Los visitantes son Dora Carrington, Ralph Partridge y Lytton Strachey. Un trío fascinante y extraño en el que Brenan pasa a formar parte. Gerald ama a la pintora Dora Carrington y mantendrán una relación, pero ella está enamorada de Lytton Strachey, que en realidad es homosexual y ama al mujeriego Ralph Partridge con quien Dora se casará para mantener el insólito triángulo en el que Brenan intenta acoplarse. Una historia que terminará mal, porque Dora y Gerald romperán su relación en 1928 y al morir Lytton Strachey de cáncer, la pintora se suicidará incapaz de vivir sin él.


El viaje hasta Yegen será un infierno, sobre todo, para Lytton Strachey que sufre un ataque de hemorroides y tiene que ir tumbado boca abajo sobre la mula. Se marea al ver los barrancos y precipicios, pero queda lo peor cuando llega a la casa de Brenan y descubre que el retrete es un agujero que da directamente a un corral de gallinas. Strachey describirá este viaje por las Alpujarras como el de un auténtico viaje a los infiernos, algo que precisamente provocará la fascinación de los viajeros modernos a los que ya se le habían agotado los paraísos previsibles y buscaban lugares remotos, peligrosos y salvajes.
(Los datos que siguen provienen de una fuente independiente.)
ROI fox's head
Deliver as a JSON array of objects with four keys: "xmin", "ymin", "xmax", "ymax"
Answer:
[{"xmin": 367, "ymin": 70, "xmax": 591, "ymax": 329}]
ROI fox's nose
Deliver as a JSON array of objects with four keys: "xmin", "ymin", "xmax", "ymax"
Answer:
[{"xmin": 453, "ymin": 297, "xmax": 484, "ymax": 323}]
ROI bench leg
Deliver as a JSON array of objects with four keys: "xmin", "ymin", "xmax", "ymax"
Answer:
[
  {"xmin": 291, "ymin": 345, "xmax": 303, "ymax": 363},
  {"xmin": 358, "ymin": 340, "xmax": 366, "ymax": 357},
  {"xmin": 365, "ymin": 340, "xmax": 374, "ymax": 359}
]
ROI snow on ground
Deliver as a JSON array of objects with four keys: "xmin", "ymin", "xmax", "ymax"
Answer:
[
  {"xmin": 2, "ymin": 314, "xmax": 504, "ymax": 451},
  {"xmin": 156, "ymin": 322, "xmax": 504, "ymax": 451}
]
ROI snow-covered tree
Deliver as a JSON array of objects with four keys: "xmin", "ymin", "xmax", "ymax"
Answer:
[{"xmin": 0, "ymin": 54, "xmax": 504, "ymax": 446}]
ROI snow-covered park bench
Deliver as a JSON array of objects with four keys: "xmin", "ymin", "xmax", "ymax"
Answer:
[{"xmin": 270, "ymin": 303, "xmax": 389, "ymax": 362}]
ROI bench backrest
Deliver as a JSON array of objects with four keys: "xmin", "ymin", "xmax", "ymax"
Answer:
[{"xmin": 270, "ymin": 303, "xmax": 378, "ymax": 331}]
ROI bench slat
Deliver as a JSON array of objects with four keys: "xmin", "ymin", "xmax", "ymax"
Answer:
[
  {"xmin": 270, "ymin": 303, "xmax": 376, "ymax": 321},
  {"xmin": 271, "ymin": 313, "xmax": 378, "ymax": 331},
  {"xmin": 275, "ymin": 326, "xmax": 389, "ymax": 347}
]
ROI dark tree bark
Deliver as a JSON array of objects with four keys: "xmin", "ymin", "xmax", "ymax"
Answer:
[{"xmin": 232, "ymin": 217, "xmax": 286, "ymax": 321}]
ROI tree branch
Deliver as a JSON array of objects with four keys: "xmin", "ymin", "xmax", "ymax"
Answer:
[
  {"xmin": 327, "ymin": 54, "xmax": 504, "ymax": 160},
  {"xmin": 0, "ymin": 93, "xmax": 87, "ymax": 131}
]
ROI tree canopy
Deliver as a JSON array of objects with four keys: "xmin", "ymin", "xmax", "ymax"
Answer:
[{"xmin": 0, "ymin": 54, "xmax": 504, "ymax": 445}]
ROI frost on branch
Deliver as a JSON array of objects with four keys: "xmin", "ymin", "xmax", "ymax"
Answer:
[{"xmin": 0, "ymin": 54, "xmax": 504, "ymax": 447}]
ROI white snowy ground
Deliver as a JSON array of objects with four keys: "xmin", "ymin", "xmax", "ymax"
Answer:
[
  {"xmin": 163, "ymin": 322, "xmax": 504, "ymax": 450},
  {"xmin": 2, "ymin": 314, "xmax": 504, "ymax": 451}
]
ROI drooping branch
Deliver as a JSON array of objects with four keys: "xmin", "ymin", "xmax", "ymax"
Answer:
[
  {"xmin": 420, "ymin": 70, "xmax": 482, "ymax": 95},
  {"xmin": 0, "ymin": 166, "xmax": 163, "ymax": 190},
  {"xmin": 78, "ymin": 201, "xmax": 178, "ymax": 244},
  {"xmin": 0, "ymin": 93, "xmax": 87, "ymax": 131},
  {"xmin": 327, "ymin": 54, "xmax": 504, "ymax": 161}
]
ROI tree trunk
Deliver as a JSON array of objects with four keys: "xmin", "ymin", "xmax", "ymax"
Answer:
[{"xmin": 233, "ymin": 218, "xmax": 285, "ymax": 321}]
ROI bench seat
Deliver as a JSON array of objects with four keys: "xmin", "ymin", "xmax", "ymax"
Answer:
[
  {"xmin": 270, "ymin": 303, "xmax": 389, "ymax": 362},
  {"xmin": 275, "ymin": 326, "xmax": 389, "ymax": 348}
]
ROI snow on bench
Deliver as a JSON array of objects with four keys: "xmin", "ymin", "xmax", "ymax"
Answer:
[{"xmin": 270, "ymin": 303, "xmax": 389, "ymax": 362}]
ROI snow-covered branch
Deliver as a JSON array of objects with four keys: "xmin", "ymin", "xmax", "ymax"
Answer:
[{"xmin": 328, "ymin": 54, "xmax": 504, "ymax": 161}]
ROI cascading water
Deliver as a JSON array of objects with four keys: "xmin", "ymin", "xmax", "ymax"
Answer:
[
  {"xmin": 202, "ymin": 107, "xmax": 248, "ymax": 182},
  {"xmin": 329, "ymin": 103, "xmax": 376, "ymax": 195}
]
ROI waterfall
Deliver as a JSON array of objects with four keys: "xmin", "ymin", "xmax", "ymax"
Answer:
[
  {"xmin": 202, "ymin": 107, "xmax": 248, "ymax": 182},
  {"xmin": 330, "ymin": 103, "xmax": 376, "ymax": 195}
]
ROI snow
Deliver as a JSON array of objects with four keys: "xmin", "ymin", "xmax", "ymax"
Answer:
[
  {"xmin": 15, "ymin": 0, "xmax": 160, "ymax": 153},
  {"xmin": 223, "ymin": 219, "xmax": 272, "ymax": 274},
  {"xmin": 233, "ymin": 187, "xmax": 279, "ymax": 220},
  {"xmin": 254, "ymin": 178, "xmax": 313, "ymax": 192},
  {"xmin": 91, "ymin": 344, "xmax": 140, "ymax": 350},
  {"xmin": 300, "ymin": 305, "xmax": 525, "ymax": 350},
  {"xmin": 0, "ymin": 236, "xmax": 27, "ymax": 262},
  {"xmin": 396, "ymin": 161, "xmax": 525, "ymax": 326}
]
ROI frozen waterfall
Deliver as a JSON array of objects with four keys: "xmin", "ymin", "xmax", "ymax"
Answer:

En 1934 Gerald Brenan ya está casado con la poeta Gamel Woolsey y recibe al filósofo Bertrand Russell que llega acompañado por una joven llamada Patricia Spence. La visita de Rusell es una de las más delirantes y casi terminará en tragedia porque el pensador come de una lata en mal estado y estará a punto de morir. En su Memoria personal recordaba Brenan:«Llamaron al médico que lo curó dándole un suero procedente de sangre de caballo y, para explicárselo, se puso a cuatro patas, relinchó y coceó». Curiosa escena en La Alpujarra para el padre de la filosofía analítica y Nobel de Literatura.